The boy's word said many things, all of them shocked, all of them scared.
She eased away from me and said, "It's just Jack, honey. He's just-sort of upset about something. Jack, I don't believe you've met Gary Junior."
"No," I said, trying to find my voice like a freshman who's been caught kissing a girl in the sudden presence of her father. "No. I haven't."
So I made a big beer-commercial thing of shaking the kid's hand and cuffing him on the shoulder and standing back as if he were a car and I were appraising him and I said, "He's got your looks, Susan. " He was a chunky kid with his old man's shaggy brown hair and that odd gaze of belligerent intelligence, as if he knew something vital but would be damned if he ever told you what it was.
She smiled. "And Gary's brains."
He was seventeen or so and he just wanted out of there. "Can I take the Pontiac?"
"I just finish telling you how smart he is and he says 'Can I take the Pontiac?' Honey, it's 'May I take the Pontiac?' "
"May I, then?"
"You know where the keys are.
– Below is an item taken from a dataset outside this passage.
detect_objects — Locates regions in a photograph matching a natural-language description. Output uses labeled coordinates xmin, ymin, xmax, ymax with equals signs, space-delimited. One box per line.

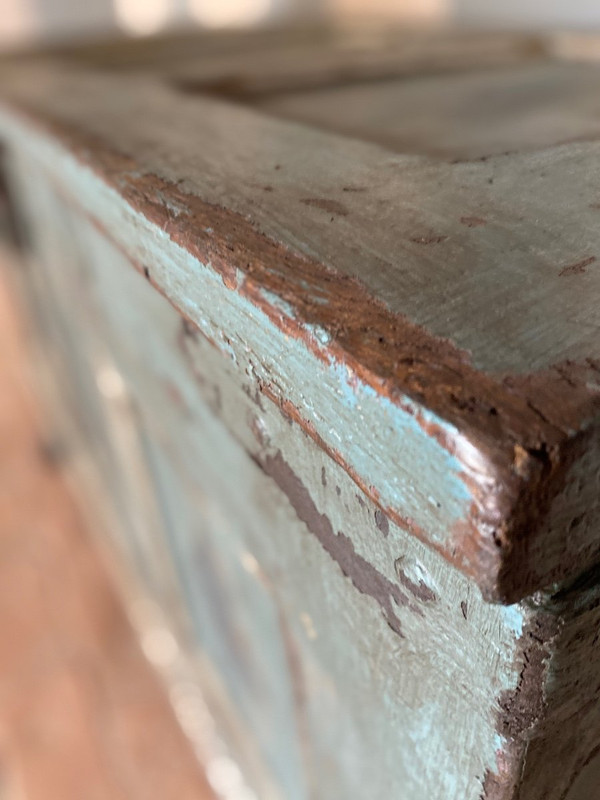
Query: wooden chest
xmin=0 ymin=26 xmax=600 ymax=800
And tell Jack that you were glad to meet him."
But I was the guy he'd just seen in some kind of curious embrace with his mother and he didn't feel much like saying that he was glad he'd met me. And I didn't blame him at all.
After he was gone, she looked at me levelly and said, "You were going to ask me something that might cause me to ask you to leave."
"Right."
"Well.''
"Does Gary have a writing room?"
"As a matter of fact, he does. The attic."
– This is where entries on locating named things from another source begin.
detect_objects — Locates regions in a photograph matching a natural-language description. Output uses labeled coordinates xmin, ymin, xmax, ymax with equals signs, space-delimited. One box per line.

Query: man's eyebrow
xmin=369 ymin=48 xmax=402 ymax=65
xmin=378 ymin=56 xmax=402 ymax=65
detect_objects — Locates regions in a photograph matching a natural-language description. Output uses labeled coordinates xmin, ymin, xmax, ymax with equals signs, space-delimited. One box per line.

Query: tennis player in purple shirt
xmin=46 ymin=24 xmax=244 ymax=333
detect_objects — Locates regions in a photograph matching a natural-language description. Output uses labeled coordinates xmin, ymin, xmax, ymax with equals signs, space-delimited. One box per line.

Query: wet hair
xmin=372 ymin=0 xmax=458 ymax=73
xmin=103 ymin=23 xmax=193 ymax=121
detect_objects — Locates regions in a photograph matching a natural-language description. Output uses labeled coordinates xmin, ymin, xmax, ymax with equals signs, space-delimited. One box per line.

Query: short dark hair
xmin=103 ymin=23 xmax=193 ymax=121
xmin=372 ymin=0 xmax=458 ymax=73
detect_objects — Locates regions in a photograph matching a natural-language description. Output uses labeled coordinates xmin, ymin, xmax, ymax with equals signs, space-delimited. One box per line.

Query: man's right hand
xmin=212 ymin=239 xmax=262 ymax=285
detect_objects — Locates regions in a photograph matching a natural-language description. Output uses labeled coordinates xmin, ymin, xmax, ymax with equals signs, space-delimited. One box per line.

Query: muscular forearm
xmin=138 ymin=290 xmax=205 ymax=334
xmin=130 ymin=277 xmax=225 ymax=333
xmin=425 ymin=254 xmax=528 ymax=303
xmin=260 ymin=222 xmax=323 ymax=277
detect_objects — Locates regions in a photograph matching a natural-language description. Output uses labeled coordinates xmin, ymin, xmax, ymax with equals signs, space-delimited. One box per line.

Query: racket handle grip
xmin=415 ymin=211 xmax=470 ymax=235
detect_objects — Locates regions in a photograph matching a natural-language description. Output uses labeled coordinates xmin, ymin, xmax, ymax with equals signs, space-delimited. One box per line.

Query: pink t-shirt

"I wonder if I could see it."
"You want to see Gary's writing room?" For the first time irritation could be heard in her tone. "Why?"
"It's not anything I can explain."
"Jack, please tell me what's going on. I don't want to be angry with you. I don't want to ask you to leave, but I need you to tell me the truth."
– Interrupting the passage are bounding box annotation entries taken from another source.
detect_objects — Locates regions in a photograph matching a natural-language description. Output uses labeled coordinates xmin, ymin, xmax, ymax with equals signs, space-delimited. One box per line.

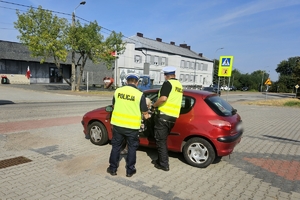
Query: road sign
xmin=265 ymin=78 xmax=272 ymax=85
xmin=218 ymin=56 xmax=233 ymax=77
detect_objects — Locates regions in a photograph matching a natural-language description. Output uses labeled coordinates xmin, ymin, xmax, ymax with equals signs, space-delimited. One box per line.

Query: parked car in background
xmin=229 ymin=86 xmax=236 ymax=91
xmin=241 ymin=87 xmax=249 ymax=91
xmin=220 ymin=85 xmax=229 ymax=90
xmin=81 ymin=89 xmax=243 ymax=168
xmin=202 ymin=87 xmax=221 ymax=96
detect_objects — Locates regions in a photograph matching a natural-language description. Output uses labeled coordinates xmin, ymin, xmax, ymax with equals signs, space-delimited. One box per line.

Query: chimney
xmin=136 ymin=33 xmax=143 ymax=37
xmin=179 ymin=44 xmax=187 ymax=48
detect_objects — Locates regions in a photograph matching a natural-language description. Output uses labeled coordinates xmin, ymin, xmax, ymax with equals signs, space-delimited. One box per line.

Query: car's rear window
xmin=204 ymin=96 xmax=236 ymax=116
I thought about that, about telling her the truth, but it would be too complicated and would only hurt her more. And at this point, I wasn't sure of what the truth was exactly, anyway.
I said, "I think Karen gave him something."
"Karen?"
"Yes."
"Gave him what?"
"I'm not sure."
"Jack, this is all so crazy."
"She may have given him something that will shed some light on her death."
"Well, you don't think Gary had anything to do with it, do you?"
I said it very quickly. "No."
She sighed and broke out in a grin that was accompanied by tears of relief. This time she hugged me hard enough to hurt my back.
"You had me so scared," she said. "I didn't know what was going on." Then she took my hand and said, "I'm going to take you to the steps leading to the attic now, Jack, and, you take all the time you want."